One part of the Exploratorium program is the soil project, which came about after the PK and kindergarten students had spent some time gardening. “We’d already planted seeds, and we’d been talking about compost,” says Monica. “The students were saying, ‘Well, compost is good for the soil,’ and I said, ‘How do we know? Shouldn’t we prove it?’ The idea is to ask questions, to get them to take a closer look.”
In the first stage of the project, Monica sent teams of children into various parts of the field by the Exploratorium. Students scooped soil from the main garden bed, the garden beds along the classroom windows, the grass, and a nearby hill into test tubes. “They used eyedroppers and filled them with water, and as it settled, they could see what was in the soil,” Monica explains.
After noticing that the soil quality in some areas wasn’t very good, the students started discussing steps they could take to help. They made their own compost out of pumpkins filled with vegetable scraps, paper towels, and other items they felt like adding. “Each group took a pumpkin and filled it up,” says Monica. “There’s a patch where we’ve planted garlic for three or four years. We couldn’t plant any more garlic there, because we’ve used up all the nutrients, so we planted the six pumpkins. I told them that, in April, we’re going to dig them up again and see what’s there. Every child got to put one thing inside of their pumpkin as a test to see if it would decompose.”

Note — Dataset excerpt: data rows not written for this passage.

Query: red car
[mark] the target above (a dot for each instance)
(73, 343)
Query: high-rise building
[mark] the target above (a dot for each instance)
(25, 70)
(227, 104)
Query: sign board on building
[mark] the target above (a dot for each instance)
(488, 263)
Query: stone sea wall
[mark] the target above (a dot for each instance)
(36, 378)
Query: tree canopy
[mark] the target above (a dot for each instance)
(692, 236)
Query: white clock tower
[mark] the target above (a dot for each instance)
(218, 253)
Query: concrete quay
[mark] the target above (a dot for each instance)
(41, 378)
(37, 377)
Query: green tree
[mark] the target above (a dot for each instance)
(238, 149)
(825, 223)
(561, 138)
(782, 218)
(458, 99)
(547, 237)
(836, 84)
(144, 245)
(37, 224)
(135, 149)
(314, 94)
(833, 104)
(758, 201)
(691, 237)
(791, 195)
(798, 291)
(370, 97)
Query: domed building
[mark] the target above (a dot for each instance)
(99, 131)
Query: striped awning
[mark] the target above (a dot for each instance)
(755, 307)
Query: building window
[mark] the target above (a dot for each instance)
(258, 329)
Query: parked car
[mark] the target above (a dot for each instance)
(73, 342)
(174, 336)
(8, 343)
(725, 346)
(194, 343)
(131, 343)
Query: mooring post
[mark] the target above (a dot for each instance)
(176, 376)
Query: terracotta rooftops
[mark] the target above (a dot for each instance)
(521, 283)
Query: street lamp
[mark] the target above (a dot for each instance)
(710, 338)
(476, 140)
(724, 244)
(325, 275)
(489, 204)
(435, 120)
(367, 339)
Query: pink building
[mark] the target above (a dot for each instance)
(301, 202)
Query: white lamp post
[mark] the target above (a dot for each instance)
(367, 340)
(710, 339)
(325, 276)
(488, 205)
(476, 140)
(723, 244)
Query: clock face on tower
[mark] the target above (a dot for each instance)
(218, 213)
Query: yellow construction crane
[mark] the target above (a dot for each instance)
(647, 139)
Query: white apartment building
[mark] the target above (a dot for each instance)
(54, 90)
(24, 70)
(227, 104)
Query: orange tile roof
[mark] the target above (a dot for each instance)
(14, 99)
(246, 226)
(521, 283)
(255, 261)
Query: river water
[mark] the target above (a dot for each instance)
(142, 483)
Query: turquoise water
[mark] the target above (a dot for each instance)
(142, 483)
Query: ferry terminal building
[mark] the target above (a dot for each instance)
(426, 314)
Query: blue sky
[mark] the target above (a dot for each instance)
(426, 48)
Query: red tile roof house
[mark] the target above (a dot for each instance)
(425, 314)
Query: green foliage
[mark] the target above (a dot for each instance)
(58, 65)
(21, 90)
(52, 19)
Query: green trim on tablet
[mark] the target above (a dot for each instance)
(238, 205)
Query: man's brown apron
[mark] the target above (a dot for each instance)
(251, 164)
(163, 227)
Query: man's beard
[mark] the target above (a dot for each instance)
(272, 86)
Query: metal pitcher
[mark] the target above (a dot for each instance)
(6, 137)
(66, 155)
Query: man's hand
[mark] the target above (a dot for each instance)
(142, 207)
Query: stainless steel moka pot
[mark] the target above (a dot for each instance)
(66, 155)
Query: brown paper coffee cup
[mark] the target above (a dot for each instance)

Monica stresses the importance of being observant, asking questions, and thinking of ways to solve problems you might discover. “We talk about thinking about where we are and what’s around us, and if we can think of ways to make improvements, we should do that! With the youngest kids, I don’t give them all the technicalities of soil, but I can get them to be intrigued about it and to notice the smaller details. It’s a process of slowing down to look at something and staying with it for a while. They’re approaching the world through the eyes of a naturalist—going outside in nature, rather than taking nature indoors to study.”